Na melhor das hipóteses, Dilma
escapará à destituição, conseguindo um terço dos deputados, mas o país dificilmente
aguentará três anos de alta ansiedade. A economia brasileira está em queda
livre. Em 2015, o produto caiu mais de 3% e, em 2016, continuará a descer, só
não se sabe quanto: as previsões oficiais, sucessivamente revistas em baixa e
ainda talvez optimistas, dão uma contracção de 3,5%; instituições
internacionais falam em mais de 5%. O desemprego está a subir velozmente e as
poucas benesses que os pobres poderão ter recebido na última década continuam a
dissipar-se.
O escândalo de corrupção em
larga escala mostra que o PT tentou criar um regime clientelar, mas por motivos
que deixam qualquer um perplexo, em Portugal continuamos a ouvir histórias da
carochinha, como se Lula fosse estadista e não existisse uma investigação
judicial que, em qualquer país livre, daria origem a uma profunda limpeza.

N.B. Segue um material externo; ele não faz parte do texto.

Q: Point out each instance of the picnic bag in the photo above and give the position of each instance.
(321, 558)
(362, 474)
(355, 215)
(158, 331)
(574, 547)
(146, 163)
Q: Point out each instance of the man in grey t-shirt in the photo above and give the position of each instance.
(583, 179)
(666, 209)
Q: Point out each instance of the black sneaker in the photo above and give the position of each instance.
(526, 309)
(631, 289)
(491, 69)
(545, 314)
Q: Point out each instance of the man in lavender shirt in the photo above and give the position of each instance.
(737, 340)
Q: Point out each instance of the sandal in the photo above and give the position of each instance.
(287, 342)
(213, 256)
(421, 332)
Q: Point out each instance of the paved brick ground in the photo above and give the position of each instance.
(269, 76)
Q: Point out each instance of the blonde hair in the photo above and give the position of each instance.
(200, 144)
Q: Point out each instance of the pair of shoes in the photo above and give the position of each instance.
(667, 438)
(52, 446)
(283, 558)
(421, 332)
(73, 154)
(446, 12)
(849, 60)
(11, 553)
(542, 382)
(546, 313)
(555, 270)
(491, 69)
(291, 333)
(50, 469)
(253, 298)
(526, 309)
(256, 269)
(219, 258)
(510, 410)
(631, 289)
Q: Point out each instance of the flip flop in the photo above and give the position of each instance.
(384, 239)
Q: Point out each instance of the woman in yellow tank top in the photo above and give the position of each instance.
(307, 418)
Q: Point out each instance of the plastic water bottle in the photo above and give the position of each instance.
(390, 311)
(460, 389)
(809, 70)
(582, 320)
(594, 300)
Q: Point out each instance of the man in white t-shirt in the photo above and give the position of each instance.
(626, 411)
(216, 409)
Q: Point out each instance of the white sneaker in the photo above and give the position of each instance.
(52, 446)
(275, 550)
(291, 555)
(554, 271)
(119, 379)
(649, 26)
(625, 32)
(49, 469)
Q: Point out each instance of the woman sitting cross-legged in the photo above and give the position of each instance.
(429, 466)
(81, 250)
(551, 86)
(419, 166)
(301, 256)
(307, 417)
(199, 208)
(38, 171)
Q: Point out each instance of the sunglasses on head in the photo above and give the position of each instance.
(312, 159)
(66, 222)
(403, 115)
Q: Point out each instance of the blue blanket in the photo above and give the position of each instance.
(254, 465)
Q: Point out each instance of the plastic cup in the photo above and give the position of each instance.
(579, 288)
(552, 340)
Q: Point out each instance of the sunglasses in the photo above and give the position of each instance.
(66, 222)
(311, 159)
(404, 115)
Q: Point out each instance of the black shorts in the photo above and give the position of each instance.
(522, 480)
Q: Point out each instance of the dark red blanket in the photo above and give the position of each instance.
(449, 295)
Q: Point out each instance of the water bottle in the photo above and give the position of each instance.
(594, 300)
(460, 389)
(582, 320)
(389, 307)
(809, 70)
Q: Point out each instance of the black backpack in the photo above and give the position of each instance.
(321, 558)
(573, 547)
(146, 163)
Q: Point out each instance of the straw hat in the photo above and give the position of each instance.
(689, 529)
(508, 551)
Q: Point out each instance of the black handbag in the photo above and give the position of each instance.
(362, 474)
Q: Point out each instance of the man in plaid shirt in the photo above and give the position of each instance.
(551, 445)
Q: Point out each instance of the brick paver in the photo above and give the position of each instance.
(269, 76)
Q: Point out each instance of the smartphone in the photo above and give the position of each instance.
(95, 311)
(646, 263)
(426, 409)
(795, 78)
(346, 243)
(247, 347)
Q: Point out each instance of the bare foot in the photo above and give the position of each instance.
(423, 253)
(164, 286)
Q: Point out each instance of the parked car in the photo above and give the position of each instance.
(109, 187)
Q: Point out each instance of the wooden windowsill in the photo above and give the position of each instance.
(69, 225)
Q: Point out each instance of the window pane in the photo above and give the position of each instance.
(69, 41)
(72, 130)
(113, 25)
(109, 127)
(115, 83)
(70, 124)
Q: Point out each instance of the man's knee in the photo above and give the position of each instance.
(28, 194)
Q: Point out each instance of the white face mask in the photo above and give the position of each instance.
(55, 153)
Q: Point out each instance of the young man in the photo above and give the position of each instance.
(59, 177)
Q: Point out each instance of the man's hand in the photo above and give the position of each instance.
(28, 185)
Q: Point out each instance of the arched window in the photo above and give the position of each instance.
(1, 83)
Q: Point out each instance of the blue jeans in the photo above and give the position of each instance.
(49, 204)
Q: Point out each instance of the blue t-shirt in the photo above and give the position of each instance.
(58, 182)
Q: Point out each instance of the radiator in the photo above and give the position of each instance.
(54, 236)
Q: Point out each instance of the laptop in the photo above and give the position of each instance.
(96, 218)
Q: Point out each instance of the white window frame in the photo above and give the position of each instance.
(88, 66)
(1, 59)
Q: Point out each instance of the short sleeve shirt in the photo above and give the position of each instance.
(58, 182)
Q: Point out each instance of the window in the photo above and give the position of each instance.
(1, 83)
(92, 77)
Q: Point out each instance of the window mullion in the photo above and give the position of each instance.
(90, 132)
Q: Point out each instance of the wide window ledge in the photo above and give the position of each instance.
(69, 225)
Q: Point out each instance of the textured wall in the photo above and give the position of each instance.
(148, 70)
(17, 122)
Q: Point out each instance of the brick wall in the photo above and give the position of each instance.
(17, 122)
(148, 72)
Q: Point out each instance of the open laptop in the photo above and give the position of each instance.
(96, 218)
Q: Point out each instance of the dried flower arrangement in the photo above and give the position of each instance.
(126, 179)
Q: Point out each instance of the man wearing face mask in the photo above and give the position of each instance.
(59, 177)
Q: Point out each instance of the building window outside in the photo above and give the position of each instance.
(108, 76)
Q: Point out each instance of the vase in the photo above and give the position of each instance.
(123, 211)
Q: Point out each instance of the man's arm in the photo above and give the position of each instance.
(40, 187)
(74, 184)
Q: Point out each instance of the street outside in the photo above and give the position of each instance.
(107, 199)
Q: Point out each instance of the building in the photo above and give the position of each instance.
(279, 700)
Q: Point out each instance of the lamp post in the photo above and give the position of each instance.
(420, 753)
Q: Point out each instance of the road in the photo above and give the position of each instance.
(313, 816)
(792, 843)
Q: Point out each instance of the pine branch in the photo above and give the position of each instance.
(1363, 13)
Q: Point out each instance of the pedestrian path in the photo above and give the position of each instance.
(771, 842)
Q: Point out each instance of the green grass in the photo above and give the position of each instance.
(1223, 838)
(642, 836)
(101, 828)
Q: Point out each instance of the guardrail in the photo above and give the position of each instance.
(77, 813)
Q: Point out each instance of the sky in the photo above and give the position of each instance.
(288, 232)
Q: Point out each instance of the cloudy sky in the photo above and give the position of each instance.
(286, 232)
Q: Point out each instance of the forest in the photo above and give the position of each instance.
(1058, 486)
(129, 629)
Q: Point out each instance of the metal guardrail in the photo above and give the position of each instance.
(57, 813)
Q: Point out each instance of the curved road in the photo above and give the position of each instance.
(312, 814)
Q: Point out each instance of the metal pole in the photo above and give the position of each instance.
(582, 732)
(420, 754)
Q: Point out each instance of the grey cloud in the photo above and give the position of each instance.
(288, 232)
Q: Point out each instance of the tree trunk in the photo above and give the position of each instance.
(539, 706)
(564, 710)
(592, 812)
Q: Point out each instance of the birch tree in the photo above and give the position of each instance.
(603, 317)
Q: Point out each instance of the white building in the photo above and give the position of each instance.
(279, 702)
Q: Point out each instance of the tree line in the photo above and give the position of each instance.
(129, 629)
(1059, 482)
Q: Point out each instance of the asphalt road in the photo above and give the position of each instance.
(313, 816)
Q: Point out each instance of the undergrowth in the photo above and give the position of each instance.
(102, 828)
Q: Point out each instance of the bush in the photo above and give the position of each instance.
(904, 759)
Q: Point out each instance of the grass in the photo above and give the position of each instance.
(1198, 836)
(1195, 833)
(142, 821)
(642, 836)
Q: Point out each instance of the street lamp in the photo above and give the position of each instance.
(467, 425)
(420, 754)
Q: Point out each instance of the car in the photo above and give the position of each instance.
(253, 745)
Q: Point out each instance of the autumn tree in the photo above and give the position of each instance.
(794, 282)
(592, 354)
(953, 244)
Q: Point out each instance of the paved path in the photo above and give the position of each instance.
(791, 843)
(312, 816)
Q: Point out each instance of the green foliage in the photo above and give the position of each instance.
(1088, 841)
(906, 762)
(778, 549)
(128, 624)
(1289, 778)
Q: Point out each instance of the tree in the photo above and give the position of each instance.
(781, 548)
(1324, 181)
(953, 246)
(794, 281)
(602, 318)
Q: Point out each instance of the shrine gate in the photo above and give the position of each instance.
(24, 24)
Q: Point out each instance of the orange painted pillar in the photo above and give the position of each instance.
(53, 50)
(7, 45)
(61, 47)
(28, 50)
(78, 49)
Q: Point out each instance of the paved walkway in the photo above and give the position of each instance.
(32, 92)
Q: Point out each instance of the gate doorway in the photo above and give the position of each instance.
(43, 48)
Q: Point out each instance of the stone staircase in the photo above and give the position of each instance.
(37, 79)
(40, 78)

A
imprensa brasileira, hostil ao PT, é ignorada pelos nossos comentadores, como
se fosse a voz de uma ditadura, em vez de ser uma imprensa livre e até
particularmente vibrante. Sim, o congresso estará cheio de corruptos, nenhum
partido escapou aos subornos, o presidencialismo no Brasil é caótico e o método
eleitoral permissível a descarados episódios de caciquismo, mas não se percebe
como é que a democracia pode manter-se durante três anos num lume brando
destes. Mesmo que sobreviva à destituição, Dilma terá de se demitir, e é
preferível que o faça mais cedo do que tarde.